The Newsday Long Island Bloomberg Index of 30 publicly traded companies in Nassau and Suffolk counties had a strong performance in 2016, gaining 15.9 percent.
Most of those gains came during a year-end rally. Since Election Day, Nov. 8, the Long Island index gained about 13 percent.
The regional index outpaced the Dow Jones industrial average and the Standard & Poor’s 500, but trailed the Russell 2000, an index of small stocks.
In 2016, the Dow gained 13.4 percent, the S&P 500 9.5 percent and the Russell 2000 19.5 percent. All these return calculations, including the local index, don’t factor in dividends.
In 2015, the Long Island index shed 2.8 percent, in line with the major indexes.
The top-performing Long Island stock in 2016 was Melville-based industrial products distributor MSC Industrial Direct Co., which gained 64.2 percent without dividends. (Dividends are an important component of companies returns to shareholders; with dividends, MSC’s return was 68.2 percent.)
“Over the long run, U.S. manufacturing is a pretty good place to be,” Erik Gershwind, MSC’s president and CEO, told Newsday in September.
The Long Island stock with the worst performance was Research Frontiers Inc. The Woodbury maker of “smart glass” that blocks or passes light with the turn of a dial saw its stock tumble 65.1 percent.
Joseph Harary, president and chief executive, said that though “we’re not happy with our stock price being down ... we’re smart enough to know that we should be focusing on our business and the stock price will follow.”
Harary said the 51-year-old company expects an uptick in business in 2017 as another automaker joins Mercedes-Benz in licensing the company’s technology for sunroofs.
Mitchell Goldberg, president of ClientFirst Strategy Inc. in Melville, likened the postelection rally to an NBA game. “Everything came in the last quarter,” he said.
Because small-capitalization stocks tend to have more exaggerated moves on the upside and downside, the postelection rally had a greater impact on Long Island, which has many small-cap stocks. A small-cap stock is generally defined as one with a stock market capitalization less than $2 billion.
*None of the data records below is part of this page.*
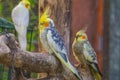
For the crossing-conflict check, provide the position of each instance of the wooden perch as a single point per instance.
(32, 61)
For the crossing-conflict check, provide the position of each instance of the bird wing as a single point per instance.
(89, 53)
(56, 43)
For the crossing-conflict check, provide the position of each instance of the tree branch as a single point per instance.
(32, 61)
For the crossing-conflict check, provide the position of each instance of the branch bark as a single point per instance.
(32, 61)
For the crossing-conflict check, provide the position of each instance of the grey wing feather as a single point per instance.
(56, 42)
(20, 16)
(89, 53)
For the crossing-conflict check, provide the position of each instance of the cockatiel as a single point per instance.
(20, 17)
(81, 45)
(53, 42)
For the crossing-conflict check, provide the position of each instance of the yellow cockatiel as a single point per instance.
(53, 42)
(20, 17)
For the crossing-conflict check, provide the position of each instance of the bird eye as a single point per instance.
(78, 36)
(41, 23)
(46, 24)
(83, 37)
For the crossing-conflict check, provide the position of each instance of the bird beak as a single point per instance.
(27, 6)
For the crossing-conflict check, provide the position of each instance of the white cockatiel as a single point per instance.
(20, 17)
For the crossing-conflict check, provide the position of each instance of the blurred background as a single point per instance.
(102, 17)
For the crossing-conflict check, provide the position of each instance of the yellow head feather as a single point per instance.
(44, 16)
(81, 35)
(26, 3)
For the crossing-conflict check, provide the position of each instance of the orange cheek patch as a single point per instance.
(27, 5)
(46, 24)
(83, 37)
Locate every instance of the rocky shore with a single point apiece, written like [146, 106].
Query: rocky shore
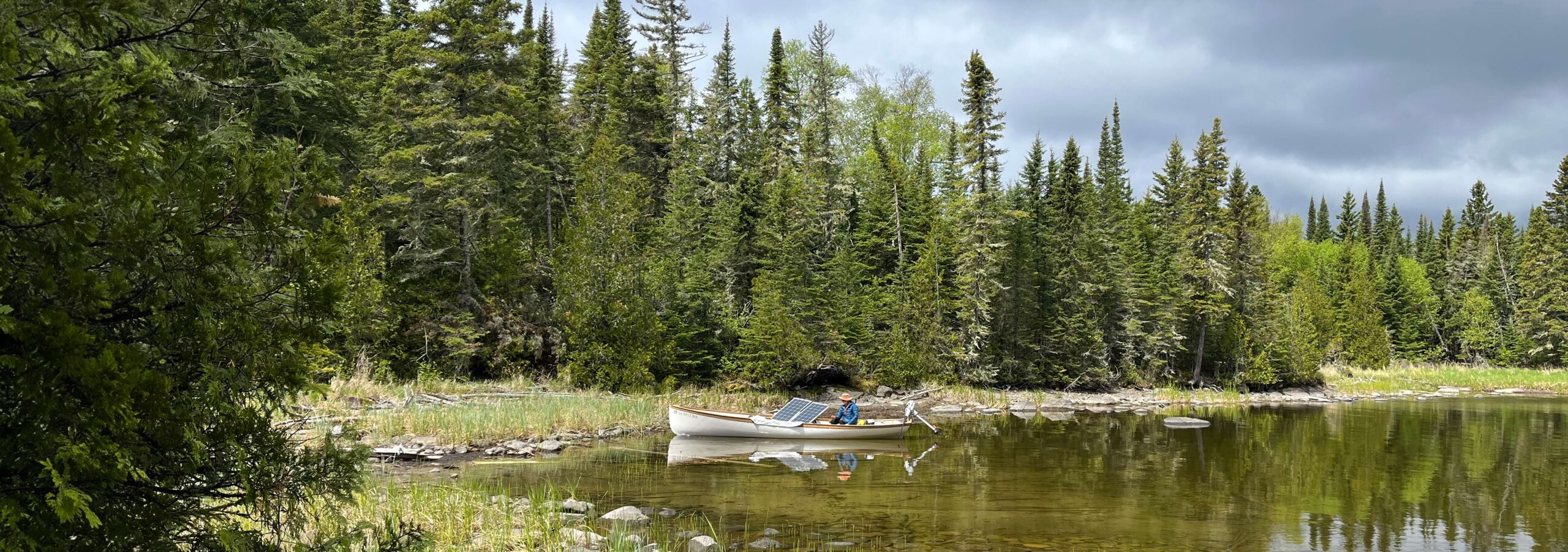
[891, 404]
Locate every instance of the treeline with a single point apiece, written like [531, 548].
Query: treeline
[603, 219]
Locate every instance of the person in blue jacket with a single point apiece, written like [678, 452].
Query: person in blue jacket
[849, 413]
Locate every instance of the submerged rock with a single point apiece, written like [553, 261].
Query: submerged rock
[626, 515]
[1186, 422]
[582, 539]
[703, 543]
[576, 505]
[766, 545]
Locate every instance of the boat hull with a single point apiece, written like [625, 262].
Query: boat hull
[720, 424]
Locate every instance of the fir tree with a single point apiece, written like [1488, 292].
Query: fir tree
[1311, 220]
[1203, 237]
[1348, 219]
[1324, 234]
[668, 29]
[1544, 281]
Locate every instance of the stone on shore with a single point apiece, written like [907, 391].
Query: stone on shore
[582, 539]
[766, 545]
[626, 515]
[1186, 422]
[703, 543]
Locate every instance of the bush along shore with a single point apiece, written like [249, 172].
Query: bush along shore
[522, 418]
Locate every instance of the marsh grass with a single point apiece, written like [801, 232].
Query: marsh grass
[1429, 377]
[477, 520]
[1178, 396]
[552, 408]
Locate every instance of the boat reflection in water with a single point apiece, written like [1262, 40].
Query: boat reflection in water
[800, 455]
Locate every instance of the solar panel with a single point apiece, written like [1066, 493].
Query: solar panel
[800, 410]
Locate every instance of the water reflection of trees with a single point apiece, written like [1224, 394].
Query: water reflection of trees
[1484, 475]
[1491, 475]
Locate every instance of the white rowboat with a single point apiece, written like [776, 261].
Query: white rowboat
[686, 421]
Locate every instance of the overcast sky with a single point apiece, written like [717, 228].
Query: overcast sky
[1316, 96]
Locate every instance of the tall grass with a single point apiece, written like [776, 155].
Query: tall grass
[469, 520]
[549, 410]
[1431, 377]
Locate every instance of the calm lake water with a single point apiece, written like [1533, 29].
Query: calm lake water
[1470, 474]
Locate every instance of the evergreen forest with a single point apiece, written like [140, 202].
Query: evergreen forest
[208, 206]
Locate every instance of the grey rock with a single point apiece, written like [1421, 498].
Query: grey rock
[1186, 422]
[766, 545]
[576, 505]
[1056, 405]
[626, 515]
[581, 537]
[703, 543]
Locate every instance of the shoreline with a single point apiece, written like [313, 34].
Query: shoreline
[444, 425]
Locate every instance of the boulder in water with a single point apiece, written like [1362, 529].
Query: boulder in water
[626, 515]
[1186, 422]
[766, 545]
[703, 543]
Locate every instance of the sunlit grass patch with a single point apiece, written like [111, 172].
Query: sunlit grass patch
[455, 518]
[1178, 396]
[1429, 377]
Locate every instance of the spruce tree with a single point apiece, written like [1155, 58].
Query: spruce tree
[1324, 234]
[668, 29]
[1544, 281]
[978, 217]
[1365, 228]
[1311, 220]
[1203, 239]
[1348, 219]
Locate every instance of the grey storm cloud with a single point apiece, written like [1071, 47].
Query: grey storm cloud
[1316, 97]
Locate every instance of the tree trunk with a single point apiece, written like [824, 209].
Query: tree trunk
[1197, 360]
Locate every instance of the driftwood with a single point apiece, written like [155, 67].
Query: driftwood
[401, 454]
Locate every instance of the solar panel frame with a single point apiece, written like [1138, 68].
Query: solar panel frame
[800, 410]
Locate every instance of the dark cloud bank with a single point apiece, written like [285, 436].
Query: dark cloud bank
[1316, 97]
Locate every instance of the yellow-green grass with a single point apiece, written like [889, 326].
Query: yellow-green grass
[546, 410]
[1429, 377]
[454, 518]
[1178, 396]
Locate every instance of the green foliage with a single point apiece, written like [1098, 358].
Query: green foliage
[172, 258]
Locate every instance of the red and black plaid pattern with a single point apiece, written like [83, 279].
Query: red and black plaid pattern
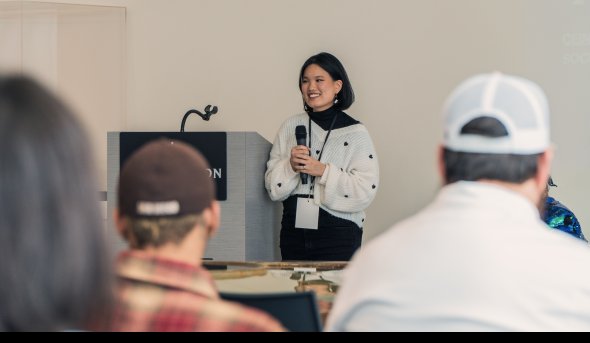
[163, 295]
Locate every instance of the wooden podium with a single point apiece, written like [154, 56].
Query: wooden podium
[250, 221]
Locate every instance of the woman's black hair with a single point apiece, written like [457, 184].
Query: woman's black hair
[332, 66]
[54, 263]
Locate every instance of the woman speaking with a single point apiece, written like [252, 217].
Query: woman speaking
[323, 167]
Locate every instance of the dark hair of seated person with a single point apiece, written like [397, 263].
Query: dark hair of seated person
[54, 264]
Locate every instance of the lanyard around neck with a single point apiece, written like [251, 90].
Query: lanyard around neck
[325, 141]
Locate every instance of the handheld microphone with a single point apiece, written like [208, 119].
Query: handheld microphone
[301, 137]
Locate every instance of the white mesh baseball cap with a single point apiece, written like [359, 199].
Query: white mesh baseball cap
[519, 104]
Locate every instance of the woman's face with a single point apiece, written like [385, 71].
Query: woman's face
[318, 88]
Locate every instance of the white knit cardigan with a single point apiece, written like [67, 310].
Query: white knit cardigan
[350, 181]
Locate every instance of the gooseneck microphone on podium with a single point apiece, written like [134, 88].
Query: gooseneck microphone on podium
[301, 137]
[209, 111]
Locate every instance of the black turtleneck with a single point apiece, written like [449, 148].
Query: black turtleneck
[324, 118]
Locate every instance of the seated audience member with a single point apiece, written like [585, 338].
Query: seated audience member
[167, 213]
[55, 270]
[478, 258]
[559, 217]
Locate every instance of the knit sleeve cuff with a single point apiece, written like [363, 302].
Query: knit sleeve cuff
[288, 170]
[324, 177]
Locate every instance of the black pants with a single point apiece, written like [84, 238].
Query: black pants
[324, 244]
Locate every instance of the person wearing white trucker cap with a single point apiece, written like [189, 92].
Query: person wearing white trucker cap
[479, 257]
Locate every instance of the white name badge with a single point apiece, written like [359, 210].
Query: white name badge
[308, 214]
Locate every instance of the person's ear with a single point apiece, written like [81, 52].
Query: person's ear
[338, 84]
[441, 164]
[119, 223]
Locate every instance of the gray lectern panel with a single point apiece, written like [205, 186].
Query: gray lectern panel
[250, 222]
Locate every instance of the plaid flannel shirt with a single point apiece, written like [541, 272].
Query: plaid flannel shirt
[155, 294]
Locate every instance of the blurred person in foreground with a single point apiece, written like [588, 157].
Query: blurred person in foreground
[54, 263]
[479, 257]
[167, 212]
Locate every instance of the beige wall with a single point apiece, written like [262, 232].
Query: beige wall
[403, 57]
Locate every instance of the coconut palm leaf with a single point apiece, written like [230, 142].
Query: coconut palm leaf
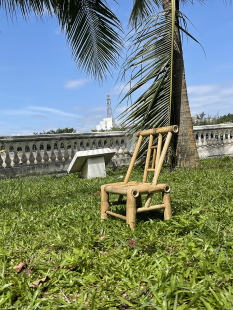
[90, 27]
[151, 65]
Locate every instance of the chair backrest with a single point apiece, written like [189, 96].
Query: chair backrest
[159, 153]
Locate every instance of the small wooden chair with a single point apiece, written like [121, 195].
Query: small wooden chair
[134, 190]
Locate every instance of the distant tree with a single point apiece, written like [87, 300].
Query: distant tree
[225, 119]
[59, 130]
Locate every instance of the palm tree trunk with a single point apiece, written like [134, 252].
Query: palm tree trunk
[186, 150]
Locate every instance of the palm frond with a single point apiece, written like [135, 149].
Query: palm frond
[150, 61]
[141, 10]
[38, 7]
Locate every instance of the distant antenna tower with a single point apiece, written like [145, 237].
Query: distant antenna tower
[109, 108]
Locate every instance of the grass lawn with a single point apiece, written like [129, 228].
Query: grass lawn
[52, 226]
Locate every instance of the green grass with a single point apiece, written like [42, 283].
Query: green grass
[183, 263]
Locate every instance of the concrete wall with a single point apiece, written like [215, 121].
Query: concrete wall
[214, 140]
[49, 154]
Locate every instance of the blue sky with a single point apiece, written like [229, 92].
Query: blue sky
[42, 89]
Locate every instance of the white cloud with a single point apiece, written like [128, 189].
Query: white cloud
[75, 84]
[122, 89]
[44, 112]
[52, 111]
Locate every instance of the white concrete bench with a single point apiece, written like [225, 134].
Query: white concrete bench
[91, 163]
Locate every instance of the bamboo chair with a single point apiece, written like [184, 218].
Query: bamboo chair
[134, 190]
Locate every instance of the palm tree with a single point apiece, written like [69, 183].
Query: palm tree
[156, 61]
[92, 31]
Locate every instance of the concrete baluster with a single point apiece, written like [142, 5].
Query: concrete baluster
[16, 159]
[46, 156]
[1, 161]
[8, 159]
[204, 143]
[96, 143]
[72, 149]
[24, 157]
[66, 154]
[53, 155]
[31, 156]
[59, 155]
[199, 144]
[38, 153]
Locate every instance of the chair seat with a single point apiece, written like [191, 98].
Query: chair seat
[136, 188]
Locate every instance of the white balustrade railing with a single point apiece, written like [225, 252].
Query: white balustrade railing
[53, 153]
[214, 140]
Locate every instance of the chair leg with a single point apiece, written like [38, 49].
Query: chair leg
[131, 210]
[139, 201]
[168, 209]
[104, 203]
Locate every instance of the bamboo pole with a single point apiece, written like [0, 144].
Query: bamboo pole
[148, 158]
[116, 215]
[151, 208]
[131, 210]
[156, 131]
[167, 203]
[159, 150]
[122, 184]
[133, 160]
[104, 203]
[143, 188]
[120, 198]
[116, 190]
[154, 155]
[161, 160]
[139, 202]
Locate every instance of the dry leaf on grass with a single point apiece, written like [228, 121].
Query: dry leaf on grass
[29, 270]
[21, 266]
[132, 243]
[43, 280]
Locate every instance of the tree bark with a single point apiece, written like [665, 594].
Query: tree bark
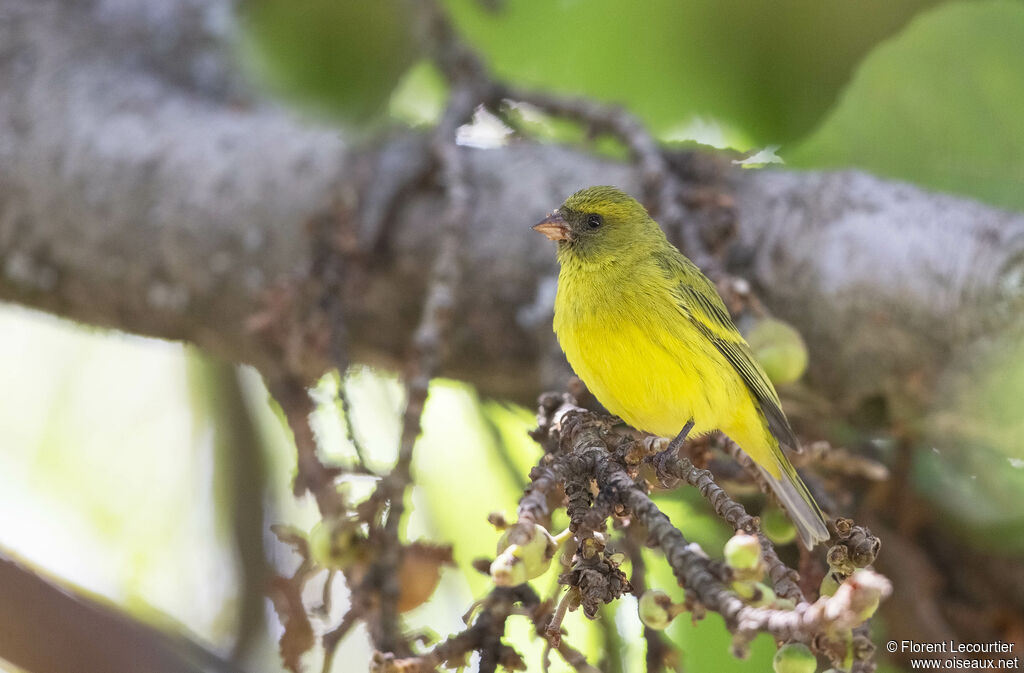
[144, 187]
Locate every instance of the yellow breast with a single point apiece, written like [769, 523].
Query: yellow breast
[643, 360]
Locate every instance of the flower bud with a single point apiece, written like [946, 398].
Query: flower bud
[779, 349]
[525, 559]
[829, 583]
[742, 553]
[795, 658]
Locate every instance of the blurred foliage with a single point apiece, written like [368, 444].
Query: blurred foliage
[341, 58]
[972, 466]
[923, 90]
[769, 69]
[939, 104]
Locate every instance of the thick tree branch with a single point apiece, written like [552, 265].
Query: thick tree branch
[137, 197]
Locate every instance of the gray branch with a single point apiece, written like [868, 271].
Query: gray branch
[143, 186]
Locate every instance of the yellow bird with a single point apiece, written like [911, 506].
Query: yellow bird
[650, 336]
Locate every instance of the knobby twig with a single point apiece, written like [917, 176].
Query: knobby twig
[588, 449]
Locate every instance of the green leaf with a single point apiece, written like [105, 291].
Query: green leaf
[769, 71]
[338, 58]
[940, 104]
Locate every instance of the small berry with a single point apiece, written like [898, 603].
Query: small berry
[795, 658]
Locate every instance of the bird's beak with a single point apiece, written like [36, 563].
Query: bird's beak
[554, 227]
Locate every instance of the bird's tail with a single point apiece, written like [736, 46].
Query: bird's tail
[799, 503]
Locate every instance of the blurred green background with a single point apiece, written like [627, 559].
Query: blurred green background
[114, 475]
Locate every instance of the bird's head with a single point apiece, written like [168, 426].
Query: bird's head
[599, 223]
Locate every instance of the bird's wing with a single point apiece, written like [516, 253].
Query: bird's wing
[700, 302]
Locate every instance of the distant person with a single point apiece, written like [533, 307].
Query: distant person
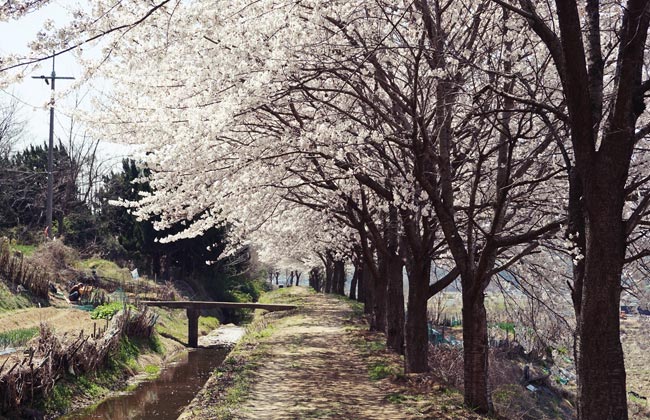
[75, 292]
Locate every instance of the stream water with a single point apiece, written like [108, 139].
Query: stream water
[164, 397]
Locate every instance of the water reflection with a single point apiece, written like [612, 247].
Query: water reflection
[165, 397]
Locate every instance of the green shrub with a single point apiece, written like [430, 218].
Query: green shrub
[17, 338]
[108, 310]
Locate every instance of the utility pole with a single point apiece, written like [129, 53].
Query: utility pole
[50, 159]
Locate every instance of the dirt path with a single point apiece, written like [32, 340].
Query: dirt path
[315, 371]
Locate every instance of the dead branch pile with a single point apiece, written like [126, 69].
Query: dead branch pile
[52, 357]
[16, 271]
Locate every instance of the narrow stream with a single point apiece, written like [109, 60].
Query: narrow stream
[164, 397]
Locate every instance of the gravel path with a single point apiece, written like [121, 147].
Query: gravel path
[315, 371]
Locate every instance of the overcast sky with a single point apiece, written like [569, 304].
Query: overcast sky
[33, 95]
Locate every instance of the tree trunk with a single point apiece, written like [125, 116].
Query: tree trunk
[395, 305]
[379, 289]
[600, 362]
[475, 351]
[329, 274]
[353, 284]
[368, 295]
[417, 342]
[339, 276]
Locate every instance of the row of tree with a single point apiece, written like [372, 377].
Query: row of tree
[466, 139]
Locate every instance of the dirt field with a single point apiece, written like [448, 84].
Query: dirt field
[61, 319]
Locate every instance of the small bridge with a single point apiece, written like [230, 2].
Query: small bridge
[193, 308]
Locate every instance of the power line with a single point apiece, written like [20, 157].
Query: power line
[51, 80]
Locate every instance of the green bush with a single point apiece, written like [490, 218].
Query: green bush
[17, 338]
[108, 310]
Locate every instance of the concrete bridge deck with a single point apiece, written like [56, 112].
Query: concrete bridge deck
[193, 307]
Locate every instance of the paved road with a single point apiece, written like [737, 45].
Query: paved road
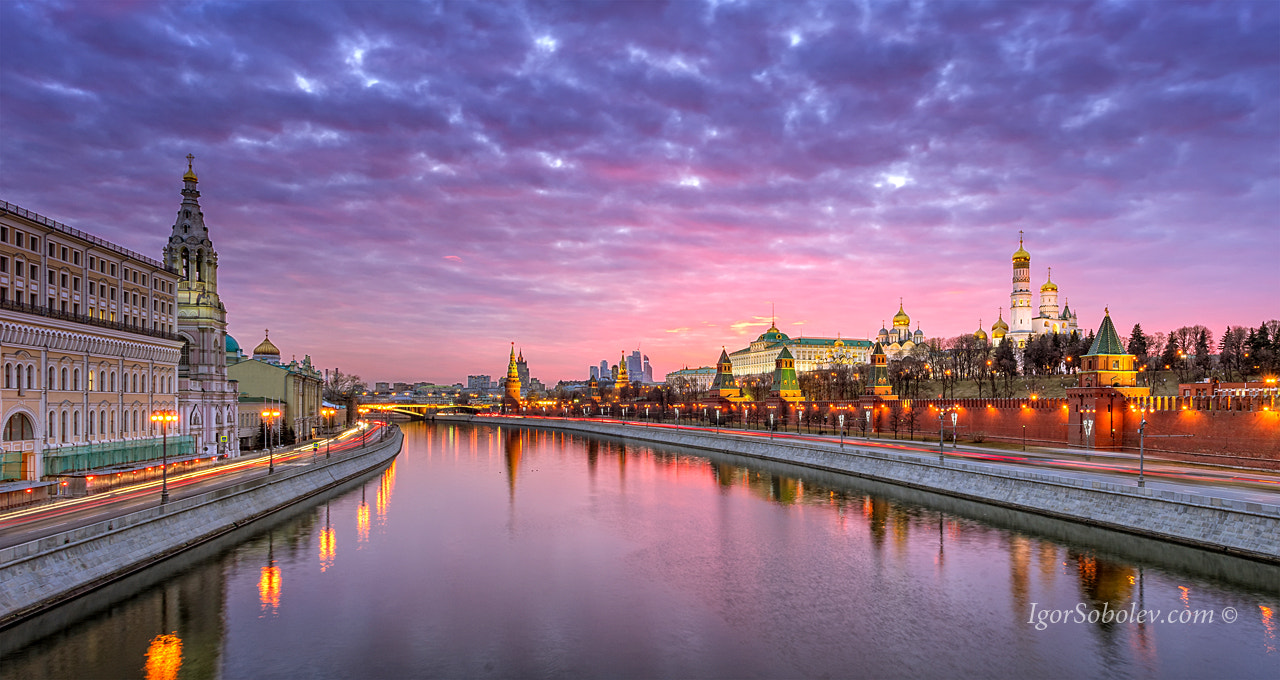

Strength in financial stocks also buoyed Long Island, he said.
The local returns reflect “that we’re all about services” on Long Island, Goldberg said.
Health care stocks account for more than a quarter of the index, followed by information technology at 19.9 percent and financial services at 19.4 percent.
Top performing companies in the Newsday Long Island Bloomberg Index in 2016
MSC Industrial Direct Co.: 64.2%
Suffolk Bancorp: 51%
Getty Realty Corp.: 48.6%
1-800-Flowers.com Inc.: 47%
Napco Security Technologies Inc.: 44.1%
Note: Returns don’t include dividends.